Leverkusen: Als "entartet" abgestempelt

Leverkusen: Als "entartet" abgestempelt

Die letzte Ausstellung der Spielzeit "Kunst und Macht" widmet die Bayer Kultur Künstlern, die wegen ihrer modernen Ausdrucksformen in der Nazizeit Bevormundung, Ausgrenzung, Verfolgung und Vernichtung erlebten.

Anfang der achtziger Jahre wurde Gerhard Schneider der Nachlass des bis dahin unbekannten Malers Valentin Nagel angeboten. Das war der Anfang einer Obsession und Auslöser für eine thematisch genau festgelegte Sammlung, die mittlerweile über 2000 Grafiken, Zeichnungen und Gemälde umfasst.

Mit dem Interesse am Schicksal Valentin Nagels begab sich Schneider auf die Spurensuche nach Künstlern, die in der Nazizeit als entartet galten, mit Berufs- und Ausstellungverbot belegt waren. Dabei stürzte er sich weniger auf die bekannten Namen der als "entartet" Abgestempelten, sondern interessierte sich vor allem für die Maler der jüngeren Generation, die 1933 noch nicht so bekannt waren und nach dem Krieg kaum beachtet wurden, weil die Kunstgeschichte schon in die nächste Epoche gesprungen war. Dieser zweifach übergangenen Generation ist der größte Teil der Ausstellung "Angriff auf die Kunst – Kunst im Widerstand" gewidmet, die am Sonntag im Bayer Erholungshaus eröffnet wird.

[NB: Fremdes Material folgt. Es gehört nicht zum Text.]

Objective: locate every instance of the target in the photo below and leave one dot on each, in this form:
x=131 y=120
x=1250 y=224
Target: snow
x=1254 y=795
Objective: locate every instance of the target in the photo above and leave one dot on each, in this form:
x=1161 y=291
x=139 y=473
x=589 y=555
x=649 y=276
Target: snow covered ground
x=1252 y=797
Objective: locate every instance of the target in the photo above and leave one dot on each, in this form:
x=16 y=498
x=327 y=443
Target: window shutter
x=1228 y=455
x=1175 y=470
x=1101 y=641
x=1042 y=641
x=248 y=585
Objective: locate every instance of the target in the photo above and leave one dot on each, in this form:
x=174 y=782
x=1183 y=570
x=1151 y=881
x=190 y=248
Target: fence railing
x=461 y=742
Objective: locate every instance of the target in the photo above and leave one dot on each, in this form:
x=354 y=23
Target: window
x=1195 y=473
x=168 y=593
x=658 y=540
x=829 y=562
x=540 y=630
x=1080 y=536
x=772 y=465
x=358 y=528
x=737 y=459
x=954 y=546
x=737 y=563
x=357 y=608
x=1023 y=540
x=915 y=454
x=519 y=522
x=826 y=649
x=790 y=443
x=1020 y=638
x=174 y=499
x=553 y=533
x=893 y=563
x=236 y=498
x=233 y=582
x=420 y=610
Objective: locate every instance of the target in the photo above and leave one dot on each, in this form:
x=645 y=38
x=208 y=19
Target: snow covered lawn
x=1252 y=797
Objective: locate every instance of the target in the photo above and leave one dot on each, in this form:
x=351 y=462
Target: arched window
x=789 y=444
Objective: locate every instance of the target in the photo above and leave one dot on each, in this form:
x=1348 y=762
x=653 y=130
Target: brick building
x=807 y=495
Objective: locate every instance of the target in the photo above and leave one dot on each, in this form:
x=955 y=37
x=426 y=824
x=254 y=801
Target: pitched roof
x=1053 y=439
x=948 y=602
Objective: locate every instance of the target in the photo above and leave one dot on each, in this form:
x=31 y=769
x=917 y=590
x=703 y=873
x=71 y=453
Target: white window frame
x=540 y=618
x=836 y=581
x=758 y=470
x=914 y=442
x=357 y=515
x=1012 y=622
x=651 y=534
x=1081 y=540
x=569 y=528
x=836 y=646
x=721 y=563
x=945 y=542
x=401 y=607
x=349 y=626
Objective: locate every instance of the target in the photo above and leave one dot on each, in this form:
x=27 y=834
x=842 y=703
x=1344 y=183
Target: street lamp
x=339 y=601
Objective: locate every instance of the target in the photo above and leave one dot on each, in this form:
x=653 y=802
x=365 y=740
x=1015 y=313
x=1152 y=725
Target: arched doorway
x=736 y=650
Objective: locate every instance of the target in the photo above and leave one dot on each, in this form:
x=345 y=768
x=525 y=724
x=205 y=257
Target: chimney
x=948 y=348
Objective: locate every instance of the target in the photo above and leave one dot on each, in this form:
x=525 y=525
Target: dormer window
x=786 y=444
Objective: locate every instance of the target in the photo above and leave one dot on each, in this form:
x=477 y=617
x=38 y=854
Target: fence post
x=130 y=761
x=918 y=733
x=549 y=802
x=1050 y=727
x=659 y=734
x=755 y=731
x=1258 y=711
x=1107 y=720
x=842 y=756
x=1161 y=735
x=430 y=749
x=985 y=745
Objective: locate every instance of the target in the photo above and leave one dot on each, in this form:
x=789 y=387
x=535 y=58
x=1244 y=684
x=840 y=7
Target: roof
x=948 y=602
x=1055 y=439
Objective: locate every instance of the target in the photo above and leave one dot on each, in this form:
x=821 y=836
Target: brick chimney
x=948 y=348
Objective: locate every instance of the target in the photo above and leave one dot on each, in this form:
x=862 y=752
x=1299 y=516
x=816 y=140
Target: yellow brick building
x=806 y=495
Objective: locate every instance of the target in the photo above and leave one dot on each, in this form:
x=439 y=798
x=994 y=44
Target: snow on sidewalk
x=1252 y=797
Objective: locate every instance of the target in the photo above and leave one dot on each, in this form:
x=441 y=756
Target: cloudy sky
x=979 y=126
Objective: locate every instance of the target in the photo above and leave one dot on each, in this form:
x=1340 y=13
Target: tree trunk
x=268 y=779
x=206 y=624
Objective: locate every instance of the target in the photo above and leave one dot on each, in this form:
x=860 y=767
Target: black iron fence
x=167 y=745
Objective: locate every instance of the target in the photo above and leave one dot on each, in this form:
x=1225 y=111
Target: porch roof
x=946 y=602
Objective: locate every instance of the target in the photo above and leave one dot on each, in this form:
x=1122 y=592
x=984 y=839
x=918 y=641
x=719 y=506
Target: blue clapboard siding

Auf abenteuerliche Weise überlebt

Gerhard Schneider, der einen großen Teil seines Privatbesitzes in eine Bürgerstiftung eingebracht hat, die eine Heimstatt im Solinger Museum Baden hat, wird zur Eröffnung sprechen. Und er hat viel zu sagen, denn der ehemalige Lehrer ging nicht nur mit dem Interesse des Kunsthistorikers an die Schätze, die zum Teil auf abenteuerliche Weise Nazidiktatur und Krieg überlebt haben. Seine Aufmerksamkeit galt auch stets den Menschen dahinter. Er versuchte so viel wie möglich über die Lebensbedingungen der einzelnen zu erfahren und hat manchem nachträglich zu einem verdienten Platz in der Kunstgeschichte verholfen. Eine Arbeit, die noch lange nicht zu Ende ist, wie er versichert. Die Anfrage der Bayer Kultur, eine Ausstellung zum Spielzeit-Thema "Kunst und Macht" im Erholungshaus zu bestücken, betrachtet er als Glücksfall.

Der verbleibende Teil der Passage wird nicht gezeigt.